Confidence is the most important mental quality a quarterback can possess. When your team trades you two years into a massive four-year deal, then your next team only keeps you around for a season before shipping you off again, your confidence can take a hit.
That’s the exact situation Commanders QB1 Carson Wentz found himself in mere weeks ago. After the Philadelphia Eagles signed him to a huge four-year, $128 million deal in 2019, they shipped him off 28 games into the contract to the Indianapolis Colts. There, a late-season collapse saw the Colts lose interest in Wentz as well, which is part of the reason they ultimately decided to ship him to Washington.
Despite two teams souring on the former MVP candidate in a matter of a year, one thing in Carson Wentz’s life remained constant: his faith, both in himself as a player and in his religion.
“The world’s crazy. The league is a crazy business. There’s a lot of things and a lot of people—there’s things outside of your control,” Wentz told NBC Sports Washington's JP Finlay in an exclusive one-on-one interview Thursday. “But I’ve also learned that, for me as a man of faith, there’s a lot of surrender. ‘Alright, God, this is your plan,’ a lot of that and growth in my faith.”
Adaptation is also part of life. Especially as a quarterback, going from team to team can be jarring to the system. In Philadelphia, Wentz never had the running game he enjoyed in Indianapolis. As a Colt, Wentz didn’t have the receiving core he once paired with as an Eagle.
So, Wentz could have either stuck with his style and hoped the team around him would adapt, or he could have changed himself to fit his surroundings.

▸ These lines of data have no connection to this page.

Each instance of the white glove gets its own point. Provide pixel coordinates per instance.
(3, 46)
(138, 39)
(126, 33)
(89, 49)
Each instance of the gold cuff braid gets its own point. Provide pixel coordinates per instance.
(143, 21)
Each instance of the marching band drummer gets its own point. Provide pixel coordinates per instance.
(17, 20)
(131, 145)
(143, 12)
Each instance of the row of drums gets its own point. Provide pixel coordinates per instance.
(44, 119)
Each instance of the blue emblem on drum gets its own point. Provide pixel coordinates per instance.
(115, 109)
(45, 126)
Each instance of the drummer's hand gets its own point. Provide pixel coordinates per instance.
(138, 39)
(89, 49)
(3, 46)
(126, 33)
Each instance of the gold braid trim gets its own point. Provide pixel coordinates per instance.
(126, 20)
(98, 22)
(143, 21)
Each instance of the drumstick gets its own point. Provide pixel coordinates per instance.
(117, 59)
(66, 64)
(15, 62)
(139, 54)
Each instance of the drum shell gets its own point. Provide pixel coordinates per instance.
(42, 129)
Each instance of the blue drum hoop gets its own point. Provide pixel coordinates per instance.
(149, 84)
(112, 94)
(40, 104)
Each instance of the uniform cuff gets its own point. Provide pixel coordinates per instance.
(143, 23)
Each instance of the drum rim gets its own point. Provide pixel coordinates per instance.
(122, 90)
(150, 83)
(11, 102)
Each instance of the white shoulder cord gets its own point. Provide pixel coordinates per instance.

He chose the latter.
“But also as a player, [I’m] just trying to always re-fine tune my game and trying to always get better,” Wentz said of his journey. “If you’re trying to stay the same, it’s not gonna work. It’s not gonna work. And you learn, ‘Alright, this offseason I just want to get a couple nuggets of info and little things that are gonna help me take the next step.’”
Wentz arrives in D.C. a seasoned, six-year veteran of the NFL. He’s enjoyed the highs of his 2017 campaign in Philadelphia, in which he came third in MVP voting amid an Eagles’ Super Bowl run. But he’s also seen the depths of what a down season can look like—like when he threw for 16 touchdowns and 15 interceptions in 2020 before getting benched for Jalen Hurts.
The good news, though, is that both the highs and lows of Wentz’s career have provided him with opportunities to learn and improve.
“For me, now I’m 29 and [when] you start to get older and you’ve played for a while, you see the game differently,” Wentz said. “You know there’s gonna be ups and downs and you try, as a leader, to stay the same and stay right here and not let the roller coaster of a season get the best of you or your teammates.”
Now, Wentz dons the Burgundy & Gold with that knowledge in tow. He’ll hope to discontinue the quarterback carousel the Commanders have endured for decades, even if he has one year left on his contract. Washington’s front office is sure excited for him to take the field, and Wentz is too.
“For most guys, there’s a window of time. So for me, it’s ‘Let’s do everything I can for as long as I can to be the best I can,’” Wentz said. “And I look forward to doing that.”